Uluslararası hukukçu Rıza Türmen, Çağdaş Gemik ve Engin Çeber'in öldürülmelerinden yola çıkarak, güvenlik güçlerinin kaçan birini nasıl durdurması, ne zaman, nasıl ve ne kadar güç kullanması gerektiğini yazdı. Türmen'in, Milliyet'te 'Memleketimden insan manzaraları' başlığıyla bugün yayımlanan yazısı şöyle:
1. Yaşam hakkı: Antalya’da arkadaşıyla birlikte motosikletle gezen 18 yaşındaki Çağdaş Gemik polisin “dur” ihtarına uymadığı için öldürüldü. Çağdaş Gemik silahlı değildi. Avrupa İnsan Hakları Sözleşmesi güvenlik güçlerinin kuvvet kullanmasının hangi durumlarda meşru sayılacağını belirtir. Buna göre, kuvvet kullanılması, meşru savunma, yasal bir tutuklama ya da bir ayaklanmayı bastırma nedenlerine dayanmalı. Ancak, bütün bu durumlarda kuvvet kullanma mutlaka gerekli olmalı. Kullanılan kuvvet ile elde edilmek istenen amaç arasında orantı bulunmalı. Bütün bu koşullar gerçekleşmişse, kuvvet kullanma sonucu bir ölüm olayının meydana gelmesi, Sözleşme’nin ihlalini oluşturmaz. Polis Vazife ve Salahiyet Kanunu’nda da orantılılık ya da ölçülülük kriterlerine yer verilmiş.
Ateş etmenin koşulları Bu yasaya göre, polis kaçan kuşkulu kişiye önce “dur” çağrısında bulunacak, sonra uyarı amacıyla havaya ateş edecek, kaçmakta ısrar ederse, “kişinin yakalanmasını sağlamak amacıyla ve sağlayacak ölçüde” ateş edecek. Silahsız, dolayısıyla polis bakımından bir tehdit oluşturmayan bir kişinin ateş edilerek öldürülmesinin, orantılılık ya da ölçülük ilkesine uygun olduğunu söylemek olanaksız. Nasıl ki, Nachova/Bulgaristan davasında (2005), AİHM, tutukevinden kaçan iki silahsız tutuklunun güvenlik güçleri tarafından öldürülmesini Sözleşme’nin ihlali olarak gördü.
Gerekli ve orantılı olmalı AİHM bu kararında, silahsız ve polisin güvenliği açısından tehdit oluşturmayan birini yakalamak için ateş edilmesinin, “silah kullanılmasının mutlaka gerekli olması” ve “orantılılık” kriteriyle bağdaşmadığını belirtti.

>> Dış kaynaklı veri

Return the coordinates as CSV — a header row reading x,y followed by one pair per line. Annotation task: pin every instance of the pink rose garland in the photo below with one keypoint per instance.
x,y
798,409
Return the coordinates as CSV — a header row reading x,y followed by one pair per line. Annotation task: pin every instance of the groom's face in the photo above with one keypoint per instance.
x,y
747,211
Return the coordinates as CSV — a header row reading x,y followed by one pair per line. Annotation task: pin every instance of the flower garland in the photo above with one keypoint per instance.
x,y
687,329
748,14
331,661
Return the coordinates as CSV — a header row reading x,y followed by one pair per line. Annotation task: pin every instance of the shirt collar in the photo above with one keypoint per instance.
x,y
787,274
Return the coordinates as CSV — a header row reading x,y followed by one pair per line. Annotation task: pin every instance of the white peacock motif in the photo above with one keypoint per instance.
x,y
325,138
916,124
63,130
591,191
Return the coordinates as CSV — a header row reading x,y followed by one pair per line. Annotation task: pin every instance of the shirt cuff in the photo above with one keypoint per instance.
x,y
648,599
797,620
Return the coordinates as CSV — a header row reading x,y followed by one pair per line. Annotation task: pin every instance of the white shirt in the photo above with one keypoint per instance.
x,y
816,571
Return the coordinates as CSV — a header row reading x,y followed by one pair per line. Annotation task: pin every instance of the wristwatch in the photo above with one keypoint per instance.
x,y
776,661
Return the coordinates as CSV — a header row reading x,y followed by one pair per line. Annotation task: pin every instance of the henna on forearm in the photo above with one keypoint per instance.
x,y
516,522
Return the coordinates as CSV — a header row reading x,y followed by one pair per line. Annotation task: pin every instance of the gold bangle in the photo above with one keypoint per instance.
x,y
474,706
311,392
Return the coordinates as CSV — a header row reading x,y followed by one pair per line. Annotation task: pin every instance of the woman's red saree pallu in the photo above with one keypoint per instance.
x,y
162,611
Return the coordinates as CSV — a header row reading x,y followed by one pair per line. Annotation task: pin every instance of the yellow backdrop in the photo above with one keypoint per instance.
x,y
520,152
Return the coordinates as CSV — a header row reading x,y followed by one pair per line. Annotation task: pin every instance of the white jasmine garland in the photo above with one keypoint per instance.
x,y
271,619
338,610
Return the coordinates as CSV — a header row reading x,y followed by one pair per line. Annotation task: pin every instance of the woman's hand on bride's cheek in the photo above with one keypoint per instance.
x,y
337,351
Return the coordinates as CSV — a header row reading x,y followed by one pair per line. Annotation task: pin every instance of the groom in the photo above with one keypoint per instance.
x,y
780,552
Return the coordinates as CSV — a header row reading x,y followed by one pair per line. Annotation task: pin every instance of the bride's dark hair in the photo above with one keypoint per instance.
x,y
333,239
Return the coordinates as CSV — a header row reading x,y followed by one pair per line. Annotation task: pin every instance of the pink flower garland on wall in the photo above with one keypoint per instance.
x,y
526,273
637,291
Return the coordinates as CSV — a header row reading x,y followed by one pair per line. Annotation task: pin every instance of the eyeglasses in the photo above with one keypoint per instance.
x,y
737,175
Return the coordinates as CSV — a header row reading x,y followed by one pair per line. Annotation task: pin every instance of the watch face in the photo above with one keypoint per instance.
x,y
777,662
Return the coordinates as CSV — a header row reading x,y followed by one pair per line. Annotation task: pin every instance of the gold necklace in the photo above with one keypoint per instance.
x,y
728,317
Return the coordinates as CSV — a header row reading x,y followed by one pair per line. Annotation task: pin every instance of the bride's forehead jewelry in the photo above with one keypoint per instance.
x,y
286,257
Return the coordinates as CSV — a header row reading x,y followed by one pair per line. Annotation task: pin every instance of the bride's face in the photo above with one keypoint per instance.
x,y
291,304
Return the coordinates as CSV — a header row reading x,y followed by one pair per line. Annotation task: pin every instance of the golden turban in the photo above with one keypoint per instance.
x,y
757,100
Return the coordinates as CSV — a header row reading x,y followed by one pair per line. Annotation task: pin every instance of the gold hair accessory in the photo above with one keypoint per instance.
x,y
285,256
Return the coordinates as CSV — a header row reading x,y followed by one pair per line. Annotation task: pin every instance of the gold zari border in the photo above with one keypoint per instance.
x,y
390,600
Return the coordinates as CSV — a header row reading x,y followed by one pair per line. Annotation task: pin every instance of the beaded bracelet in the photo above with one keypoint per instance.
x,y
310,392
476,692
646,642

Ayrıca, silah kullanılmaması sonucunda, kuşkulunun kaçması olasılığının bulunmasının bile, silah kullanmayı haklı göstermeyeceğini, insan yaşamının daha değerli olduğunu ekledi. AİHM kararında, Bulgar hükümetini davacılara 25 bin euro tazminat ödemeye mahkûm etti. Çağdaş Gemik’in öldürülmesi hem Polis Vazife ve Salahiyet Kanunu hem Avrupa İnsan Hakları Sözleşmesi’nin silah kullanma kriterlerine aykırı gözüküyor. Görevli memur tutuklanmış. Şimdi yargılamayı beklemek gerek.
2. İşkence ve kötü muamele: AB Komisyonu’nun İlerleme Raporu’na göre, işkence ve kötü muamele olayları sayısında önemli bir artış var. Hükümet dışı kuruluşların rakamları da bunu gösteriyor.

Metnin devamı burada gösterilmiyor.